As I listened, I broke into a cold sweat. I was reminded of something that happened in 2025, when I returned to my hometown to visit family.

At a family gathering, my cousin’s husband was filled with anger. He had suffered a stroke and complained that he had never done anything bad in his life, yet had not been protected. My cousin, who has faith in Buddhism—perhaps more from a wish for protection—kept a statue of Guanyin at home. After recovering, he angrily threw the statue onto the ground.

In that moment, a surge of anger rose within me. I felt this was a serious insult to the Buddhas and Bodhisattvas. I argued with him fiercely, my heart filled with resentment. I even thought to myself, “For someone like you, I will never dedicate blessings or prayers again.” After that, I have not contacted with them again.

What is more unsettling is that, at the time, I even felt a subtle sense of righteousness—as if I were “protecting the Dharma,” as if I were standing on principle.

Only after hearing this teaching did I truly see clearly: my anger was not for the sake of the Dharma—it came from my attachment to self.

To “protect the Dharma” without compassion is already to go astray.
The moment I gave rise to anger, refused to communicate, and gave up caring for them, I had already lost the four limitless states of mind. As the Buddha taught, if we turn away from someone, they are more likely to fall. What I thought was “holding my ground” was actually pushing away someone who needed help.

That was merely futile practice.
My mouth recited sutras and mantras, but my heart built a wall of resentment.

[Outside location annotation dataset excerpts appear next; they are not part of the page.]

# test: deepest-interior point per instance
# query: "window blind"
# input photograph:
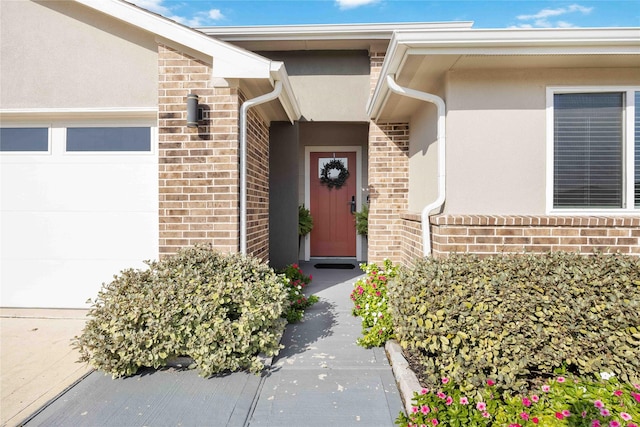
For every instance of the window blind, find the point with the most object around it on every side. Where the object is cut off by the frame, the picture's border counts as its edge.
(636, 135)
(588, 150)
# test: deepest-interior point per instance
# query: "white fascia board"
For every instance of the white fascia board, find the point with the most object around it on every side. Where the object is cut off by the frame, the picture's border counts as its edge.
(579, 38)
(287, 97)
(597, 41)
(325, 31)
(230, 61)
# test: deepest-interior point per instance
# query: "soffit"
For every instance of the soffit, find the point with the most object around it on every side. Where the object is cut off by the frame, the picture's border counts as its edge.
(421, 62)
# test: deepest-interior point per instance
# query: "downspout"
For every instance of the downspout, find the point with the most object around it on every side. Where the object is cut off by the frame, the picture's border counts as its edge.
(441, 140)
(243, 157)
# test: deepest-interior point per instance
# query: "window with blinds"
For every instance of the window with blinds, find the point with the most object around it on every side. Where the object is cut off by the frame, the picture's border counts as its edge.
(588, 150)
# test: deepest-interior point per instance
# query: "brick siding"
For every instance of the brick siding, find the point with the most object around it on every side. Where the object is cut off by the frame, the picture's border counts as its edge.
(486, 234)
(257, 186)
(388, 188)
(198, 167)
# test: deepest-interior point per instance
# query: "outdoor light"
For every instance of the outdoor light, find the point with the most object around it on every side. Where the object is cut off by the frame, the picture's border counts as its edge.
(194, 113)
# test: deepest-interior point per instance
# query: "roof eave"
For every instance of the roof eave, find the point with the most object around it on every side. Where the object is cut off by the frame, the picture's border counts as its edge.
(597, 41)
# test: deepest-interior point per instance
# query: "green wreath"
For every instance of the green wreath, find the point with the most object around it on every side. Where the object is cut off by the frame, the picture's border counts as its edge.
(339, 180)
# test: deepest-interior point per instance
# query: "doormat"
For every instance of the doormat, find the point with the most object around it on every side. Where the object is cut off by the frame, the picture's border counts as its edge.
(340, 266)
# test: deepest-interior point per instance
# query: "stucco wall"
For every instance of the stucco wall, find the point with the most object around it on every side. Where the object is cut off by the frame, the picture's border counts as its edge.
(423, 157)
(496, 140)
(329, 85)
(64, 55)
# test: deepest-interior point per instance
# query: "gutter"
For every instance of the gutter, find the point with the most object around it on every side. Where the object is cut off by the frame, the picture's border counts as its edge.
(441, 145)
(243, 157)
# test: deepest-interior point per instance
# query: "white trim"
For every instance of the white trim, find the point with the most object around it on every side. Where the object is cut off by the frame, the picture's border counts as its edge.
(628, 151)
(231, 61)
(541, 41)
(360, 256)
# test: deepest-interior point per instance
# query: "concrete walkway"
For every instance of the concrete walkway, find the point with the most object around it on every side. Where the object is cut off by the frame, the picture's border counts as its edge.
(320, 378)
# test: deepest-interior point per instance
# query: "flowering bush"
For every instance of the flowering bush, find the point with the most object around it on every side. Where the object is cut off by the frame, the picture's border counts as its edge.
(298, 302)
(371, 304)
(561, 401)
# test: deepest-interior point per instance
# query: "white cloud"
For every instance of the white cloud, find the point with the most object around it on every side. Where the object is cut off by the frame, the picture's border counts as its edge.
(199, 19)
(352, 4)
(543, 19)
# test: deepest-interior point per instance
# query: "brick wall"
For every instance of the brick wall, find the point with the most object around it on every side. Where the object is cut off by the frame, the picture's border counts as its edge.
(198, 167)
(410, 238)
(388, 188)
(257, 186)
(484, 234)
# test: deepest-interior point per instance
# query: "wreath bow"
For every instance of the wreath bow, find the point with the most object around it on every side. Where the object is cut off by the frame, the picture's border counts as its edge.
(328, 180)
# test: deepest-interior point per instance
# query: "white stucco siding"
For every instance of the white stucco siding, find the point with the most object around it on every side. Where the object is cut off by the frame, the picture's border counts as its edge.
(423, 157)
(63, 55)
(496, 136)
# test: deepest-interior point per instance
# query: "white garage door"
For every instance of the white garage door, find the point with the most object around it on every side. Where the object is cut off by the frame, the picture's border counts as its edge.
(79, 203)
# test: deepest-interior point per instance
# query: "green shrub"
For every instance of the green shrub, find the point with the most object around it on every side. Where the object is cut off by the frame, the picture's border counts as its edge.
(370, 301)
(221, 310)
(512, 318)
(560, 401)
(362, 221)
(298, 302)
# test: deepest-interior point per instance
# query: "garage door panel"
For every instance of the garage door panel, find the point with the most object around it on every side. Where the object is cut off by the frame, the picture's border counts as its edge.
(78, 187)
(76, 235)
(69, 221)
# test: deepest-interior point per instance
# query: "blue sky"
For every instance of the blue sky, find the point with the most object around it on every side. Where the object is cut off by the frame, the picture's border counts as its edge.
(484, 13)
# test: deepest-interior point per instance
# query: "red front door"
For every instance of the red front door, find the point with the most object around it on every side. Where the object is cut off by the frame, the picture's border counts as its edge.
(334, 232)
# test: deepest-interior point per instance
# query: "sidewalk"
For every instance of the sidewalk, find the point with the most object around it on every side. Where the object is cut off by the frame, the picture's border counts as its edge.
(320, 378)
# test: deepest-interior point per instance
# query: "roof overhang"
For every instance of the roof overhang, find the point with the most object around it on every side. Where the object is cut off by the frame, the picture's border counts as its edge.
(420, 60)
(256, 73)
(320, 37)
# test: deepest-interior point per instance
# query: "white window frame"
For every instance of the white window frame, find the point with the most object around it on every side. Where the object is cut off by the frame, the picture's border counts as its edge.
(628, 152)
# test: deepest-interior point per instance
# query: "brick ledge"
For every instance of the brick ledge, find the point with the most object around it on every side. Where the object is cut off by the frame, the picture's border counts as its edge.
(531, 220)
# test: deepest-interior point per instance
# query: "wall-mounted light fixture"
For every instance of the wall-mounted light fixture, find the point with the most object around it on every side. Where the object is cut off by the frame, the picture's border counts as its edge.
(194, 112)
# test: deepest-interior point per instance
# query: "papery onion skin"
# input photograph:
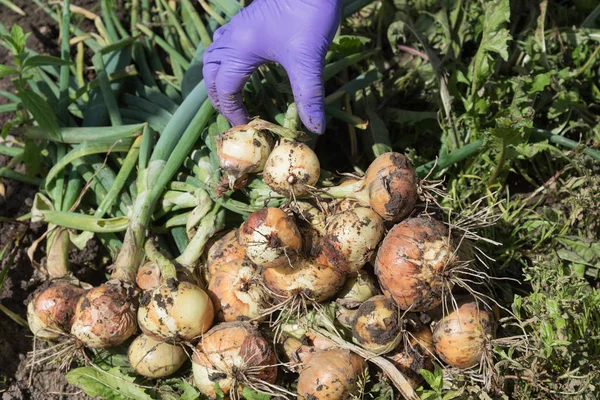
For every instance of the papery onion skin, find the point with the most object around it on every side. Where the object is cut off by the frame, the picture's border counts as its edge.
(354, 235)
(292, 168)
(155, 358)
(242, 150)
(461, 337)
(392, 185)
(223, 251)
(377, 325)
(232, 347)
(236, 293)
(51, 311)
(415, 355)
(413, 262)
(177, 311)
(331, 375)
(315, 281)
(105, 315)
(270, 238)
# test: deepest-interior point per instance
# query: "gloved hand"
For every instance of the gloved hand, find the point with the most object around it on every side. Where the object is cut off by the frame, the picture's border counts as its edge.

Outwardly respectful, inwardly hardened—how could such practice bring any true benefit?

Worse still, it was faulty practice.
Facing others with anger creates no merit—it only accumulates karma.

This teaching helped me see the deepest blind spot in my practice.

I came to understand that the essence of practice is not how devout we appear on the outside, but this: when we encounter misunderstanding, slander, or ignorance, what arises in our heart—fire, or light?

Now, I feel both shame and gratitude. Shame for my ignorance and attachment, and deep gratitude for the Buddha’s teaching, which allowed me to turn back in time.

In my heart, I have quietly repented to my cousin’s husband. I have also begun again to pray for them, wishing that they may be free from suffering and awaken soon.

Practice is, in truth, a long process of “tearing down walls”—walls built from self-attachment, prejudice, and emotional reactions.

May we all, guided by the true Dharma, cleanse the dust from our hearts and cultivate a mind that is truly soft and vast—a heart that sees all beings as our own family.